Harry Styles is the debut studio album by English singer and songwriter Harry Styles. The album was released on 12 May 2017, through Columbia Records and Erskine. For the album, Styles worked with producers Jeff Bhasker, Alex Salibian, Tyler Johnson and Kid Harpoon.

Lyrically, Harry Styles' themes is dominated by focus on women and relationships. The record has been described by various publications as influenced by music from the 1960s and 1970s, including classic rock and singer-songwriter ballads. It was preceded by the release of its lead single, "Sign of the Times", while "Two Ghosts" and "Kiwi" served as the second and third worldwide singles, respectively. In support of the album, Styles embarked on his first headlining concert tour, Harry Styles: Live on Tour.

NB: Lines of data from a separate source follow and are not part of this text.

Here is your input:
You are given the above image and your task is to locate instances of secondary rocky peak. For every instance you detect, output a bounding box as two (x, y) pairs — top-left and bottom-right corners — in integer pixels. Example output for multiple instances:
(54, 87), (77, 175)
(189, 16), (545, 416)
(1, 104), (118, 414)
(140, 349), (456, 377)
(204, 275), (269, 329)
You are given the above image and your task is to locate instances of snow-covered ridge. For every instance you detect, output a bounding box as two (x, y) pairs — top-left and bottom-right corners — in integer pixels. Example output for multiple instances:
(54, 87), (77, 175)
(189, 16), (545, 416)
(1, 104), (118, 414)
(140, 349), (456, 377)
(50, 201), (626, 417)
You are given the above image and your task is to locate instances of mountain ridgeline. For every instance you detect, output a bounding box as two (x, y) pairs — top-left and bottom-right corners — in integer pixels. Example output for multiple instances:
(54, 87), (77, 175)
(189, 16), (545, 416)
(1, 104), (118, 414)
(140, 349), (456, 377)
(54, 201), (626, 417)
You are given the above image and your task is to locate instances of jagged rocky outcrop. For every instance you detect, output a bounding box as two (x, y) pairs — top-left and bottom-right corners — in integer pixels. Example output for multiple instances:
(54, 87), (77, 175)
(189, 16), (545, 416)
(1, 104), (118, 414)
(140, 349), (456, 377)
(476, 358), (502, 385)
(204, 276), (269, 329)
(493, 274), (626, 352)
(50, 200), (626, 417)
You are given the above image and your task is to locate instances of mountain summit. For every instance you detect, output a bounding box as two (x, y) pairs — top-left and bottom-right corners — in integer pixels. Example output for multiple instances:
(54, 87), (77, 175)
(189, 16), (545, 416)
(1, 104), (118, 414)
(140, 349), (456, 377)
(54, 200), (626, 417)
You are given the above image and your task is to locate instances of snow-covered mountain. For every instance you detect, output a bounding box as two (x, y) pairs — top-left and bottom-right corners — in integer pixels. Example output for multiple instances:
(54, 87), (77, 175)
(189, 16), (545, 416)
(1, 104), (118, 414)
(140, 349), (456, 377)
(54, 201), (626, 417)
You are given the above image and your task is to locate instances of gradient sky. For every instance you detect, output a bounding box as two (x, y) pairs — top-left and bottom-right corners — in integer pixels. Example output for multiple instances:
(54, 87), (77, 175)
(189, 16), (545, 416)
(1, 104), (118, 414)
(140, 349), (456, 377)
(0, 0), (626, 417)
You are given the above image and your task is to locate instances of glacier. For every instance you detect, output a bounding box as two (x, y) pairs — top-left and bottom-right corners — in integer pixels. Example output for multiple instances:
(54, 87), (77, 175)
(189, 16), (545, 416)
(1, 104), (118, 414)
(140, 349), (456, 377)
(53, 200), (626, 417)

The album received generally positive reviews from music critics and debuted atop the charts in several countries, including Australia, Canada, the UK and the US. It has been certified platinum in the UK, the US, Australia, Canada, Italy, Brazil, Denmark, Poland, and Mexico. According to the International Federation of the Phonographic Industry (IFPI), Harry Styles was the ninth global best-selling album of 2017 with sales of one million copies.

Background
In August 2015, One Direction announced that an extended hiatus would take place following the release of their fifth studio album. In January 2016, Us Weekly published a report claiming that the group's hiatus would, in fact, become a permanent split, noting that each of the four remaining group members did not renew their contracts following the completion of the On the Road Again Tour in October 2015. Representatives for the group denied the report in a statement to Billboard, stating, "nothing has changed regarding hiatus plans for the group, and all will be revealed in due time from the band members' own mouths."

In February 2016, it was confirmed that Styles had left the group's management, becoming the second member of the band to do so after Zayn Malik's departure almost a year prior. In June, it was confirmed that Styles had signed a recording contract with Columbia Records. 

Styles enlisted American producer Jeff Bhasker to executive produce the album. Most of the album is written by the two with Bhasker associates producers Tyler Johnson and Alex Salibian, engineer/bassist Ryan Nasci, and guitarist Mitch Rowland; Rowland was introduced by Nasci when a session musician dropped out. 

Additionally, One Direction producer John Ryan helped write "Two Ghosts" with Julian Bunetta and English singer-songwriter Kid Harpoon produced "Carolina" and "Sweet Creature". Johnson and Kid Harpoon would go on to produce much of Styles' second album Fine Line together.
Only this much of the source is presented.